Speaker
Description
Background: Determining nonspecific binding in liver microsomes is critical for kinetic estimation but difficult for highly bound compounds due to methodological biases. This study compares three common dialysis techniques (equilibrium, pre-saturation, and flux) to assess how equilibration time and protein stability affect fraction unbound (fu) results, ultimately providing recommendations for accurate measurement.
Methods: Fourteen highly bound compounds were selected to evaluate fu using three methods: equilibrium dialysis (6 and 24 h), pre-saturation dialysis (6 h), and flux dialysis. Assays were conducted at three microsomal protein concentrations (0.1, 0.5, and 1 mg/mL). Both active and inactivated microsomes were compared. Protein stability over varying incubation times at 37 °C was assessed via native and SDS-PAGE. The study compared fu values across conditions to analyze potential sources of bias.

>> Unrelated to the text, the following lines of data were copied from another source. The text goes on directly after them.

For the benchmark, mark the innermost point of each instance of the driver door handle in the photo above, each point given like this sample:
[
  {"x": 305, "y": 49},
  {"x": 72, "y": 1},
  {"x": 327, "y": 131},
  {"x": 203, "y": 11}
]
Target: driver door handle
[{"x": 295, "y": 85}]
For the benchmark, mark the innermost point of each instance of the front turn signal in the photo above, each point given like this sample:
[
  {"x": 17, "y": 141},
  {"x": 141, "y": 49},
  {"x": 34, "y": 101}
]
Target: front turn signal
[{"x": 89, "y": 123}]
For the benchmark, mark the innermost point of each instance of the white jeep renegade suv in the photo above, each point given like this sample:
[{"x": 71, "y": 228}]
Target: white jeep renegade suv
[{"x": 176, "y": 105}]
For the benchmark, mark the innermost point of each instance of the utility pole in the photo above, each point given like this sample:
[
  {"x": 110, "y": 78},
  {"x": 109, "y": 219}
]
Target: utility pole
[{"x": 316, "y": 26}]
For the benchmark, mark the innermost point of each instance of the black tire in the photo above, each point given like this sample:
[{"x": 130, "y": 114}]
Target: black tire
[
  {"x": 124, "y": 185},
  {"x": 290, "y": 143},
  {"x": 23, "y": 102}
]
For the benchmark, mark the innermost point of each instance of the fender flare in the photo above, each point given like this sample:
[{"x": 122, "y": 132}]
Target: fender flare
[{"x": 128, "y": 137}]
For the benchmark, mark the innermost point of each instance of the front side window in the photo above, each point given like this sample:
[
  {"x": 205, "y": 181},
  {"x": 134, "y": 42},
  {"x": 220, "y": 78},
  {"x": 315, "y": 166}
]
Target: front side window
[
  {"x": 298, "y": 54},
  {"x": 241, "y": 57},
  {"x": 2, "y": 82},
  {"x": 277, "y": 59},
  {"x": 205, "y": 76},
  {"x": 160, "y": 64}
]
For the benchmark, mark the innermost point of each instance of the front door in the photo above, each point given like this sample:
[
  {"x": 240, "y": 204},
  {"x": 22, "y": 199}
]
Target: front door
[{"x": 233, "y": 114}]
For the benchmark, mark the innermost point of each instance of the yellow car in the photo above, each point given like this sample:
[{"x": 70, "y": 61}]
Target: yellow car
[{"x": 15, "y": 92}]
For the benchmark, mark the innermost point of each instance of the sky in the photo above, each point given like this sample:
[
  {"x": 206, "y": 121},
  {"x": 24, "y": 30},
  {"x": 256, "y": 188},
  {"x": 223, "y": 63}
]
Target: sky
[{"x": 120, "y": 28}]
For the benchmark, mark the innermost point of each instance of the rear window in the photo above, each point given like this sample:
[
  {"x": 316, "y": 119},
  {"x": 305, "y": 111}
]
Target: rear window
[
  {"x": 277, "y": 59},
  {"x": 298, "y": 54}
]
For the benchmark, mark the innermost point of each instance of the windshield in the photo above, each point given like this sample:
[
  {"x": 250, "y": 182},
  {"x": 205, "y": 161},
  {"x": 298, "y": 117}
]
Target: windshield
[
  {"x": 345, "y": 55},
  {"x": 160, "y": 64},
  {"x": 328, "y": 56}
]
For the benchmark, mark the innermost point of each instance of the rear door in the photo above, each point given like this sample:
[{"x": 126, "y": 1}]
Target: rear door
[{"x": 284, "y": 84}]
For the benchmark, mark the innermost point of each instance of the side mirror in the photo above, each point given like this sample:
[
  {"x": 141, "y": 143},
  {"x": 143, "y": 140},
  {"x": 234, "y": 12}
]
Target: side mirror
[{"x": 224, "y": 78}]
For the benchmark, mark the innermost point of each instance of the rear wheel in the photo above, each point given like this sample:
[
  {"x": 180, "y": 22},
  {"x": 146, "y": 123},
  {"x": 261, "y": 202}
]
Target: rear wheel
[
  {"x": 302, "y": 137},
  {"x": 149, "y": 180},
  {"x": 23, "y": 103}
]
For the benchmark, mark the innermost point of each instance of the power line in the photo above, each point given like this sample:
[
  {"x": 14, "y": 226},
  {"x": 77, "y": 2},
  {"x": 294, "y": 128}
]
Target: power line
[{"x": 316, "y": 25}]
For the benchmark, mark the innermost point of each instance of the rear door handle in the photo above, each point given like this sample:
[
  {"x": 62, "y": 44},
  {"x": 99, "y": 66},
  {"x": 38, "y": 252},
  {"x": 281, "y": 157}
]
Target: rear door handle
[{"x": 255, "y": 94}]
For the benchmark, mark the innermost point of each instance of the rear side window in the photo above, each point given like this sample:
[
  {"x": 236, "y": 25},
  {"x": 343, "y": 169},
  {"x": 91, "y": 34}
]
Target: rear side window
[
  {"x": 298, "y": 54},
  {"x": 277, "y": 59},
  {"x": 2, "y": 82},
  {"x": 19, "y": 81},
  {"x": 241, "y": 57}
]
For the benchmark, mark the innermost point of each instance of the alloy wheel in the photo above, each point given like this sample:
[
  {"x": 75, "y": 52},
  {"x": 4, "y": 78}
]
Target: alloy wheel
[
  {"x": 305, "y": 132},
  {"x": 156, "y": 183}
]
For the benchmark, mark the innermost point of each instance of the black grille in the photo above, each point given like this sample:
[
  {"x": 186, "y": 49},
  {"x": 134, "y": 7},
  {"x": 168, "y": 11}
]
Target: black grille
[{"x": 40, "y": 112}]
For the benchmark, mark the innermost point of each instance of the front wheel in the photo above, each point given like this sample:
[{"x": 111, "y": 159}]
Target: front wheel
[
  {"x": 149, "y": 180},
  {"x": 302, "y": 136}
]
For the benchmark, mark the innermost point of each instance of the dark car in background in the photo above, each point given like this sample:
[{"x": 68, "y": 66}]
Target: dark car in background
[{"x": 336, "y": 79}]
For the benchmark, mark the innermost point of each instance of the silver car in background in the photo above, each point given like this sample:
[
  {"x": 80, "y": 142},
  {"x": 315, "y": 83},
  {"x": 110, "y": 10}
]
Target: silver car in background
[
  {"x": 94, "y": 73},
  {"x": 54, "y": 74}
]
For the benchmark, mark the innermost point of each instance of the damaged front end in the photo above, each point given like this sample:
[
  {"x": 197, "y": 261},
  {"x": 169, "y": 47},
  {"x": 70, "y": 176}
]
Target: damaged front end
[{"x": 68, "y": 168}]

Results: Six-hour equilibrium dialysis underestimated fu for slow-equilibrating compounds, whereas pre-saturation and 24 h dialysis produced significantly higher values than flux dialysis. While room-temperature treatment caused only partial inactivation, 24 h incubation at 37 °C led to extensive protein degradation and conformational changes, falsely elevating fu. Flux dialysis generally showed consistent results between inactivated and non-inactivated microsomes, though non-inactivated samples appeared better to reflect the true binding state for certain compounds.
Conclusions: Extended incubation or treatments that degrade protein structure artificially elevate fu. Consequently, for highly bound compounds that fail to equilibrate within 4–6 h, we recommend flux dialysis using non-inactivated microsomes. This approach avoids stability artifacts and provides the most accurate binding estimates, offering a clear guide for standardizing microsomal binding assays.